Here are some of the major questions these tests will allow us to address? As many countries are exploring the same questions, the sharing of information will be crucial.

What is the prevalence in our communities of the symptomless spreaders of the virus?

How long are they infectious?

Do they develop antibodies for long-term protection?

How many non-tested individuals, with relatively mild symptoms, have COVID-19?

Can we ease quarantining for new arrivals in our island country by testing for virus and antibodies?

Is there evidence that some infected Australians, with no history of infection, now have antibodies to prevent further infection (the beginning of ‘herd immunity’).

What is the antibody status of the thousands of recovered Australians?

Can we follow them to look for antibodies?

At what stage of infection do antibodies first appear.?

We know that infected people produce antibodies, but are they the protective, ‘neutralising’ antibodies?

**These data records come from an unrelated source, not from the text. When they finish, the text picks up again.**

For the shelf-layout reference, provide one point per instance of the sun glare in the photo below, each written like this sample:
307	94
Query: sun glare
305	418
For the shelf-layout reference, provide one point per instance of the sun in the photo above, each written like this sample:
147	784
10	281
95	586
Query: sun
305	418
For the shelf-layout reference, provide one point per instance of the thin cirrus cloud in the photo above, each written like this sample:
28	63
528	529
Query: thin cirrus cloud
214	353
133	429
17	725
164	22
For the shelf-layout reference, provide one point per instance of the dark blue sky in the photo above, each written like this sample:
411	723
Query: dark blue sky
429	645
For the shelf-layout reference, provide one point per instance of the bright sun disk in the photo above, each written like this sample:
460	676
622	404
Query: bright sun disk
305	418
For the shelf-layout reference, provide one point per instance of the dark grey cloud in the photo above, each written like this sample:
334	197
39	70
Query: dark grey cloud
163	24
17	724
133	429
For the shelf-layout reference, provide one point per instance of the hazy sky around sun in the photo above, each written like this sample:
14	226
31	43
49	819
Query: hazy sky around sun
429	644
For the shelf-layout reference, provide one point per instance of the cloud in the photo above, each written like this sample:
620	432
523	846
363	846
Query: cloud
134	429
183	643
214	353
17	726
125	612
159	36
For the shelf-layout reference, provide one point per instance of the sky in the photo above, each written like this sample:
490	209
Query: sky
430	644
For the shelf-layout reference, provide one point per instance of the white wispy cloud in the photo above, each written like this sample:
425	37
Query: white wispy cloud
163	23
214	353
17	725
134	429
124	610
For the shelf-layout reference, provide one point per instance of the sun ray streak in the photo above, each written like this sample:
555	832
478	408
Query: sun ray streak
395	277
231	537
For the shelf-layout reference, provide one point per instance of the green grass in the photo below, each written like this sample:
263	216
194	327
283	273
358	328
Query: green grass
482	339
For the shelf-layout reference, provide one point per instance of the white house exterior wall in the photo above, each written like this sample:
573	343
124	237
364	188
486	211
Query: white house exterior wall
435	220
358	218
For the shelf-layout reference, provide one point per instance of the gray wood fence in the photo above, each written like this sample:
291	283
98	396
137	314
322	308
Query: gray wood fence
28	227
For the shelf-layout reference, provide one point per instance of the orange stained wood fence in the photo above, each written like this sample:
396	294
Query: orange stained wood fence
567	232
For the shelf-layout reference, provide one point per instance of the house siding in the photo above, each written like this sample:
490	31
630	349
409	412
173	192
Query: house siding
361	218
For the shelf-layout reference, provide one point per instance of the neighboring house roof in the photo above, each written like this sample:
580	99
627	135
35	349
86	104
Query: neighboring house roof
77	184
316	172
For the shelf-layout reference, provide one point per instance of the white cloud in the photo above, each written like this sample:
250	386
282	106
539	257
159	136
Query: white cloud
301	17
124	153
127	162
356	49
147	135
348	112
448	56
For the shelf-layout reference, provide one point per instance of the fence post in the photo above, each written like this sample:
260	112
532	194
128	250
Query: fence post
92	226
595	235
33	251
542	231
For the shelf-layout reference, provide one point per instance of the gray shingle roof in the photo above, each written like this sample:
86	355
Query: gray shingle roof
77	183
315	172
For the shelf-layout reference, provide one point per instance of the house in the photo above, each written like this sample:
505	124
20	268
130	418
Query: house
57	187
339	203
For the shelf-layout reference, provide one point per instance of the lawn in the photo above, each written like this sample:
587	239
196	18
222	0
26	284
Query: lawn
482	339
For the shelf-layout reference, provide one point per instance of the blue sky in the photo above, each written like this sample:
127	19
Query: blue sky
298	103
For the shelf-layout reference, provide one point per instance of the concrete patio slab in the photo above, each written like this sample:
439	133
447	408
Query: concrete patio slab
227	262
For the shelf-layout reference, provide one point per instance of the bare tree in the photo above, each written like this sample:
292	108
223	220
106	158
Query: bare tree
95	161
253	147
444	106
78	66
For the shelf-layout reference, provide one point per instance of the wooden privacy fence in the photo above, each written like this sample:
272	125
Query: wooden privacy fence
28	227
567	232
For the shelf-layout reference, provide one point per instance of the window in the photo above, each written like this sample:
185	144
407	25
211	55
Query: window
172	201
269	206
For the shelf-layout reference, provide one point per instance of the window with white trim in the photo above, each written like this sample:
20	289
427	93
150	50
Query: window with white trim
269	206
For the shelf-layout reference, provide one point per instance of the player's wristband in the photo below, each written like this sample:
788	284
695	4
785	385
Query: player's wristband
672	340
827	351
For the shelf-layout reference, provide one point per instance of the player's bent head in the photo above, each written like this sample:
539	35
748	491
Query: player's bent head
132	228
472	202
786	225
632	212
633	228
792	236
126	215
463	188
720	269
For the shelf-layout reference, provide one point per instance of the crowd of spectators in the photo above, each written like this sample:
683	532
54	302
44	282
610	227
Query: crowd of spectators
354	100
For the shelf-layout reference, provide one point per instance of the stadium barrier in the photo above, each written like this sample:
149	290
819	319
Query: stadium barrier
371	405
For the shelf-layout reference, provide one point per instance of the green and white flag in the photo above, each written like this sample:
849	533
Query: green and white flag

It’s important that we understand the advantages and limitations of antibody testing.There is no such thing as an ‘antibody’ to a virus as such. Antibodies react to small clusters of the virus’s ‘foreign’ amino acids. The shape of the antibodies enables them to bind (key in lock fashion) to the shape possessed by this small grouping of foreign amino acids. Our immune system will, therefore, produce many antibodies (immunoglobulins) to different sections of the virus. To stop the virus from entering a cell in our respiratory tract we must have, among those antibodies, ones which binds to the virus’s ‘hook’ which lock onto the surface of an attacked cell and blocks the virus’s tiny structure which punctures the cell. These ‘neutralising antibodies’ belong to the ‘IgG’ (Immunoglobulin G) antibody class.

We need to know if IgG anti-COVID antibodies can protect from COVID-19 and for how long. This question is being actively pursued. It will provide crucial evidence about the likelihood of producing an effective vaccine. Preliminary data suggest that blood from recovered people contains antibodies which could help patients with severe COVID infection. Some studies from China, however, suggest that antibody production is variable. We know from other corona virus epidemics that infection with these viruses sometimes induces long-lasting immunity and sometimes doesn’t.

The data collection required will be expensive, though hardly daunting when we are spending $130 billion to protect Australians from the inevitable economic contraction. The scope of the testing will involve great logistical demands and take a number of months to provide answers. It is our great challenge but success could provide lifesaving rewards.No country has a better chance for containing this epidemic, but containment requires a partnership between an informed community embracing social distancing, health authorities managing contact tracing and researchers supplying us with the needed data which will determine how we can conquer this enemy.

Professor John Dwyer. Immunologist and Emeritus professor of Medicine NSW.